Even if you tied my arm behind my back, there are lots of things that I could still do one handed.  But if instead of tying that arm you put a sleeping baby in it, my abilities are severely limited.  I have found that the laundry just has to wait because I cannot reach far enough into the washer to transfer the wet clothes to the dryer while holding a baby.  Despite my best efforts to juggle my baby and brush my teeth, I still manage to jostle her awake while brushing and get toothpaste in my hair when I spit.  I can’t even write this blog with baby on my shoulder.  The hinges on this laptop are so tight that I have to use two hands to open it.  Many great blog ideas are dreamed up while rocking my baby and so many of them will never come to fruition because by the time I can get to the computer, I can’t recall them.

But, you know what, even though my life isn’t as “productive” as I’d like these days, my work is so very precious.  I spend a lot of time on the couch, in the rocking chair, out on the swing, with a sweet little face pressed against my neck.  And if that means that the laundry has to be washed twice because it got stinky sitting in the washer, or I have to skip brushing my teeth this time, or I have to wait until late in the evening when my husband is holding the baby to write my blog, I am more than okay with that.

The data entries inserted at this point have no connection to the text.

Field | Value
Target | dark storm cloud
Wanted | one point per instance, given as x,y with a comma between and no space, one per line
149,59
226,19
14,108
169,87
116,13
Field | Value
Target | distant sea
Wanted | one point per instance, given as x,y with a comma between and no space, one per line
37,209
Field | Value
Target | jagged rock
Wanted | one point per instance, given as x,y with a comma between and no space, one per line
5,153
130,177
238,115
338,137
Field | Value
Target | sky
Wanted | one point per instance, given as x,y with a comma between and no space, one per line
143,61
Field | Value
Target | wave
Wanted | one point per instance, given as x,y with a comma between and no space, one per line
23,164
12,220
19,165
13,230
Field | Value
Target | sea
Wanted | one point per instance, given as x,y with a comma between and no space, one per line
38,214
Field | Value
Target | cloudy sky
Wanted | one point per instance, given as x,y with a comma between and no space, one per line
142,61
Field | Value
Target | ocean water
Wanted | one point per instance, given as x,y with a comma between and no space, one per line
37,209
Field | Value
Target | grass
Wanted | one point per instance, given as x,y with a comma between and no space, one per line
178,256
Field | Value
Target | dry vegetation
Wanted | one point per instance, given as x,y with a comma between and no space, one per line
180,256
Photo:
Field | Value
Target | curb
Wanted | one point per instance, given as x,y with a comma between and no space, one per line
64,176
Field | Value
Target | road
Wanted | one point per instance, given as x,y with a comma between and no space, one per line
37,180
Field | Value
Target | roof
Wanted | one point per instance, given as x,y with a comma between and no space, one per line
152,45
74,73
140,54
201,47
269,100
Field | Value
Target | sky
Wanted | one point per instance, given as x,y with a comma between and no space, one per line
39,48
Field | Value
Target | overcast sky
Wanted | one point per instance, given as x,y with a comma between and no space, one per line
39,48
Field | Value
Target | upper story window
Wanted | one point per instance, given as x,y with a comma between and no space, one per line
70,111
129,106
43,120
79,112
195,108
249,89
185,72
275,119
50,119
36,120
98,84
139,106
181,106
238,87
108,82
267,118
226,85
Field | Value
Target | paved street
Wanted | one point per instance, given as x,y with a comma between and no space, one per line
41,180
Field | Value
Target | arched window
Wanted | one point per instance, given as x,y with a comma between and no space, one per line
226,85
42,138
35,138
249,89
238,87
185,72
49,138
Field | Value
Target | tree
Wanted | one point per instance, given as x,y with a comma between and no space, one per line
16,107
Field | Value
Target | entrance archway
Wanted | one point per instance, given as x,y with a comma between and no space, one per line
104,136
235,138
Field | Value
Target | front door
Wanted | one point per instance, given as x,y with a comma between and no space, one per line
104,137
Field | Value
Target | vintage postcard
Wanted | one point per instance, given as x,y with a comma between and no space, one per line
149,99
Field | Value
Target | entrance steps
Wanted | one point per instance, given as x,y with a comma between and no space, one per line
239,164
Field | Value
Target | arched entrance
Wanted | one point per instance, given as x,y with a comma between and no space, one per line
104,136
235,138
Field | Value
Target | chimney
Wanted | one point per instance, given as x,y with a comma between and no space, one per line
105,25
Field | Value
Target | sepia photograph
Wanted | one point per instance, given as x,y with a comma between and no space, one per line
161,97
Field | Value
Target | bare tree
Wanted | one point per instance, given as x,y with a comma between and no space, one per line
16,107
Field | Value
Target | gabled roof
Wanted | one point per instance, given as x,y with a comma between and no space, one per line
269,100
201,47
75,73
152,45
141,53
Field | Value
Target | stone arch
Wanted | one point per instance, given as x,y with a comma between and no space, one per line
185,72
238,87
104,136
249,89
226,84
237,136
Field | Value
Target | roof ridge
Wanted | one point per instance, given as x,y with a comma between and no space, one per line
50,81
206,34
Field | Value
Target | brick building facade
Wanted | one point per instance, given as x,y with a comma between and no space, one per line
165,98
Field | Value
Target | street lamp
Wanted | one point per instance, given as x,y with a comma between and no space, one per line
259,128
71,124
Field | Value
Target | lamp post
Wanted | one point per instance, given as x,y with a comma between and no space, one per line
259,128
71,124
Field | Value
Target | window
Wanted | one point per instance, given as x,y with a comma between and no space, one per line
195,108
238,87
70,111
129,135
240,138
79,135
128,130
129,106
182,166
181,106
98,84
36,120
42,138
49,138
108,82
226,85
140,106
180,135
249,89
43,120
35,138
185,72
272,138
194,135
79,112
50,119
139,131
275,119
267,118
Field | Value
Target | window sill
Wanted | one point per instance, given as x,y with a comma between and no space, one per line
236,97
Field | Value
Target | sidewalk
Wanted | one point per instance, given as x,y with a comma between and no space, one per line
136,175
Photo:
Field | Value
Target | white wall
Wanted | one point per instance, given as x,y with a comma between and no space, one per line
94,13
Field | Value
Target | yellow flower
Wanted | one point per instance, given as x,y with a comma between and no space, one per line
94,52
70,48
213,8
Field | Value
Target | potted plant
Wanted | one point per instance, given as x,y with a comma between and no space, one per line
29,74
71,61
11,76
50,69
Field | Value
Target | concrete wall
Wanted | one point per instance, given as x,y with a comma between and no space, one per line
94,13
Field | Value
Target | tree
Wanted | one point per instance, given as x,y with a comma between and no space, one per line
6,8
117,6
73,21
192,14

This week, two of my cousins are suffering impossible losses.  One cousin sits in the NICU beside her sweet baby boy born last week with irreparable brain damage.  The other cousin prepares for a memorial for her sweet son that was born last week already in Heaven.  Neither one of them is able to hold their babies tonight.  In this situation, I feel like both my arms are tied behind my back, and all I can do is cherish the opportunity to hold my sweet baby close and pray.

Father God, I praise You for the joys and pains of motherhood.  No other relationship teaches us more about Your love.  I ask that You comfort us all tonight with a flood of unspeakable peace no matter our circumstances.  Empower us to keep on loving just like You always do.        Amen.